Know your bankers, the real ones

India needs to have development banking that speaks the voice of the people

October 17, 2013 02:40 am | Updated June 02, 2016 12:04 am IST

India’s economic model is broken. The dominant, liberal, economic philosophy fails to answer our defining question: how do we develop democratically? The cookie cutter, laundry list reform agenda is a distraction. We can look nowhere for intellectual bailouts via off-the-shelf solutions. We need our own answers to rescue our system from its lurching stimulus-response.

It now seems clear that the sum total of forces at play, intellectual as well as political, have led our system to an equilibrium that simply cannot hold. The private-sector oligarchs have attempted to carry a load that is beyond them, and the state has been reduced to limply ameliorating the model’s intrinsic harshness. It’s time for a serious rethink.

Much like 1991, our present crisis is the result of the overheating of an internal debt engine and a perilous turn to foreign borrowing at the margin. In the 1980s, the government’s domestic source of borrowing overheated as the nationalised banking system became saturated with government debt, forcing the government to borrow in foreign currencies at short maturities. Staking on thin ice, things duly fell apart with the fall of the Berlin Wall.

This time, it's the private sector that is overleveraged, saturating the capacity of the ill-equipped commercial banking system to lend to large, long-term projects and again resulting in a turn to foreign debt. In the context of a widening current account deficit, this could spill over into a banking crisis as firms buckle, and therefore fiscal strife as bailouts are required.

Insiders rule

Our reality is of course far from liberal. Insiders rule. Yet, by rendering government as merely a fetter, the dominant philosophy unwittingly serves to naturalise oligarchy. There is, it need hardly be said, much government bungling. But if the common sense desires a nightwatchman state, it is not only utopian but functionally undemocratic. This common sense might be leavened with calls for inclusion, but this view blends a noble, ameliorative sentiment with the bad faith of barely-disguised patronage, neither of which have transformative energy.

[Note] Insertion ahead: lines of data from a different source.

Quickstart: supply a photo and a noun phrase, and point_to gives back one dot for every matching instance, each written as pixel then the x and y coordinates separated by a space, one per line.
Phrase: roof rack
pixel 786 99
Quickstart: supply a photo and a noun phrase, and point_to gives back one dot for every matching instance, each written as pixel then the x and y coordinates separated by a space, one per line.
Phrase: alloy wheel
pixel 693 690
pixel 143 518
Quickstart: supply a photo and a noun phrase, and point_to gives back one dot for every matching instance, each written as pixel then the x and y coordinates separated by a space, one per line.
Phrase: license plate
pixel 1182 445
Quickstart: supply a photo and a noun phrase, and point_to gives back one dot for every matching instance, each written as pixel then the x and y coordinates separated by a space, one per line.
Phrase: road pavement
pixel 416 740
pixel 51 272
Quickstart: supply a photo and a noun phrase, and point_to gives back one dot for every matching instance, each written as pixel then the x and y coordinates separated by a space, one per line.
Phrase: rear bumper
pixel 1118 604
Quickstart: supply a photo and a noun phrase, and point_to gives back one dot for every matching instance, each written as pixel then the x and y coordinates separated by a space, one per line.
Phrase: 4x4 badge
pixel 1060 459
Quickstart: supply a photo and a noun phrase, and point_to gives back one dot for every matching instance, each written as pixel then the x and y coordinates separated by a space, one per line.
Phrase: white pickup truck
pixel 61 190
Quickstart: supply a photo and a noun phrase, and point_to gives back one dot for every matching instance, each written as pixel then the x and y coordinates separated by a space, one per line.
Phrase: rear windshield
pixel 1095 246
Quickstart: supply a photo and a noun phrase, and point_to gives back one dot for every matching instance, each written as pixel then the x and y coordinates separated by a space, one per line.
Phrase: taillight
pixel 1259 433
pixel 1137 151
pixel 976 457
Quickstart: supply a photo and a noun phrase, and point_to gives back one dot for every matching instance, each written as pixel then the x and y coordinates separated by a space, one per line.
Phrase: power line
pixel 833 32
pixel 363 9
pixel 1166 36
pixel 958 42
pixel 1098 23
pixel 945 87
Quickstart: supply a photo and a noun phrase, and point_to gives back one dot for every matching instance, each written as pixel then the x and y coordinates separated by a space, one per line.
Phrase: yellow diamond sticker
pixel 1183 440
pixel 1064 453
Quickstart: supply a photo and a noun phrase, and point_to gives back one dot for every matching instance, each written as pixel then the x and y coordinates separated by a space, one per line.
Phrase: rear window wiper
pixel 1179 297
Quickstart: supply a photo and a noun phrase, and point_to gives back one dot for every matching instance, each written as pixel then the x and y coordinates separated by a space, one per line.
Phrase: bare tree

Stuck between the short-termism of a patronage-fuelled polity and the utopianism of economic liberalism, our system lurched towards a solution: pair the nationalised banking system with the balance sheets of the oligarchs to do heavy-lifting of development. Commercial banks were drafted in to do the work of long-term funding for large projects in infrastructure. When these banks inevitably proved too small, foreign debt filled the gap.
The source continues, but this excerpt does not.